How to properly reschedule a job in GenServer if there's an error?

A simple GenServer, sends http requests, gets rescheduled by Pocess.send_after(...)

  @impl true
  def handle_info(:fetch_data, state) do
    update_data()   # ok | {:error, err}
    reschedule()     
    {:noreply, state}
  end

How to properly account for an error in an http request – update_data() ? I handle it inside the function, but what about the inverval of rescheduling? Should I call reschedule() from within update_data(...) and with a smaller interval?

Your questions seem related to business requirements and not to implementation details so not really sure why you’re asking.

What’s the problem you are solving for here?

Also you could show us the source of both of the functions.

How much are you sure about what I’m asking then?

This thread will only go somewhere if you clarify your original post further. The question you figured you’ll shoot back at me doesn’t progress anything.

3 Likes

What is the initial state of the GenServer?

Empty, and it’s not used. update_data(...) updates data in the Db.

Since the GenServer state is unused and since the handle_info function does not reply any response to the calling process, the only thing you can do with errors is log them for yourself.

As for rescheduling, it does not matter if you do it in the update_data/0 function or if you do it using Process.send_after/4 in the GenServer. You can see an example of Process.send_after/4 in the GenServer docs GenServer — Elixir v1.12.3

It looks like you are doing periodic updates by having the handle_info calling reschedule (I assume it will call Process.send_after(self(), :fetch_data, @some_interval)). Now if you want to have another reschedule() call on some error condition, you may end up with more than one :fetch_data loop. It is not so bad if the update_data() call is idempotent, however, consider the case when the error condition persists for a while, you may end up with an unbounded number of loops.

You haven’t understood the question. What matters isn’t “where”, but “how” and “properly so”.

Correct. How then would I reschedule it all properly?

Also, after N unsuccessful attempts, with progressive delay, GenServer might have to be stopped.

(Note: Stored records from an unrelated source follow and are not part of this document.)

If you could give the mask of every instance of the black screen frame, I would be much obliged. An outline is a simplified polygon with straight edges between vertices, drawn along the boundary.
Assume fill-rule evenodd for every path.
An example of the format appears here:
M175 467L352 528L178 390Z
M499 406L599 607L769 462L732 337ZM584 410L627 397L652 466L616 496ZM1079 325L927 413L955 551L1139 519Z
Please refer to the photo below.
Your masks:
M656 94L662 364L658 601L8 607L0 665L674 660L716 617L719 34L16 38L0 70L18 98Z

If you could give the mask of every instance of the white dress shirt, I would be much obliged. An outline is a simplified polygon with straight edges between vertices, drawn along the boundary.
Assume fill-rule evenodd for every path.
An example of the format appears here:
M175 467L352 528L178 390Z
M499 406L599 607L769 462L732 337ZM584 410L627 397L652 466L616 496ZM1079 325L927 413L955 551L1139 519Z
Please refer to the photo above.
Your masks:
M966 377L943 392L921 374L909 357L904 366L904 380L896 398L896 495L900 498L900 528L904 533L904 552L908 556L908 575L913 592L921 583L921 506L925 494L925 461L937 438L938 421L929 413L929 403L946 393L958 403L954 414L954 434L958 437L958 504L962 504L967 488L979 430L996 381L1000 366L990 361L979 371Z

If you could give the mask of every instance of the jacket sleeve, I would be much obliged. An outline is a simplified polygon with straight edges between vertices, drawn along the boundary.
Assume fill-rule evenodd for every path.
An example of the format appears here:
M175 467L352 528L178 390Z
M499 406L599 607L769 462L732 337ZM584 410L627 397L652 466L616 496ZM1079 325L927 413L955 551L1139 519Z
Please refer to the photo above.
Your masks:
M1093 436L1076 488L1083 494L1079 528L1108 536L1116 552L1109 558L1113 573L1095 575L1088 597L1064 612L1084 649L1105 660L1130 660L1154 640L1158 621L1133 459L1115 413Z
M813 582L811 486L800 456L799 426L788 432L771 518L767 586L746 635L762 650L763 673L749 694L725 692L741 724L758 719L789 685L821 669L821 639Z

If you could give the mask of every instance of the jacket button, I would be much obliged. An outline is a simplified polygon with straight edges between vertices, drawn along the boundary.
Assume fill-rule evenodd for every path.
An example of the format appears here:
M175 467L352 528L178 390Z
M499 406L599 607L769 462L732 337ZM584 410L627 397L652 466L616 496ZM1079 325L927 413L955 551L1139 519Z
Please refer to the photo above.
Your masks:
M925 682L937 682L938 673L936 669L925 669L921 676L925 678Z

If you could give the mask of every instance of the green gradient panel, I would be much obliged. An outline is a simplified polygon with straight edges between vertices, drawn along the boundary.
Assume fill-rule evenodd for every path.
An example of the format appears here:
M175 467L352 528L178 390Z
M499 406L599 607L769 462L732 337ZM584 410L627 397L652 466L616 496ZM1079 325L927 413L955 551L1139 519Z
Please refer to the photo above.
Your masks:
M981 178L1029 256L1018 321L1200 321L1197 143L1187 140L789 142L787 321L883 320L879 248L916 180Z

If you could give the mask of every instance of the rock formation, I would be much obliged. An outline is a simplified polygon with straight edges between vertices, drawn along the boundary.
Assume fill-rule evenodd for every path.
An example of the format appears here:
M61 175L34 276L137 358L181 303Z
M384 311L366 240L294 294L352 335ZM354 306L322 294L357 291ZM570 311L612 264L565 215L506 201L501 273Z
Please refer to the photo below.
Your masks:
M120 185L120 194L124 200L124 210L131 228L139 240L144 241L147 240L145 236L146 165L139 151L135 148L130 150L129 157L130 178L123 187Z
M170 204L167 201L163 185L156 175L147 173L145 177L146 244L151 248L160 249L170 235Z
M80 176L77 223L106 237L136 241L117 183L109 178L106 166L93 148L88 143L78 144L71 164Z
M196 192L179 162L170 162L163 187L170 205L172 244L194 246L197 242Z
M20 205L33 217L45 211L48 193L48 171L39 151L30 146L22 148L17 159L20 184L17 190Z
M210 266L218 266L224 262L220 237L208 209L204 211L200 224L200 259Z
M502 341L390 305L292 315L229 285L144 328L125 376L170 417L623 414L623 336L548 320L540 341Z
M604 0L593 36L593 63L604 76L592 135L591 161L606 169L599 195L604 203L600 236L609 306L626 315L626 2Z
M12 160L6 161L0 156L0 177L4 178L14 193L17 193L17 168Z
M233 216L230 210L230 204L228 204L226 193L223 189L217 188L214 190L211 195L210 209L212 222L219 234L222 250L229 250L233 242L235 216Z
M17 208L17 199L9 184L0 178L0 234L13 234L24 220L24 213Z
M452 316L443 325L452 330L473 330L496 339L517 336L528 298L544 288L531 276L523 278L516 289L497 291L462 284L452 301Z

If you want this sort of job scheduling semantics I would consider a dedicated job library like Oban. This splits the “runtime” execution responsibilities which are handled with internal genservers from the state of the job lifecycle itself, which is managed in a database and ensures you get the retry guarantees you want across node reboots and so forth.

The issue with answering this question is that “proper” is context dependent. Retrying a message push to a genserver that is associated with say a websocket client is significantly different than retrying a background job that represents say pushing a password reset email. You have to define the constraints that constitute “proper” for you, and then we can answer more precisely.

1 Like

In my case it’s more like pushing a password reset email.

In that case I would use Oban if you are already using Postgres.

If you store the next delay in the GenServer state you can easily do progressive delay. If the next delay is larger enough you are still failing you can quit the GenServer. All functionalities you need is included.

1 Like

My question is about GenServer itself.

I’d have to save a delay in a state, right?

I am not sure what do you mean. If you want the delay to be dependent on the pass/fail status of the current result and the last delay (progressive delay), then the last delay would need to be stored somewhere. The GenServer’s state is a natural place.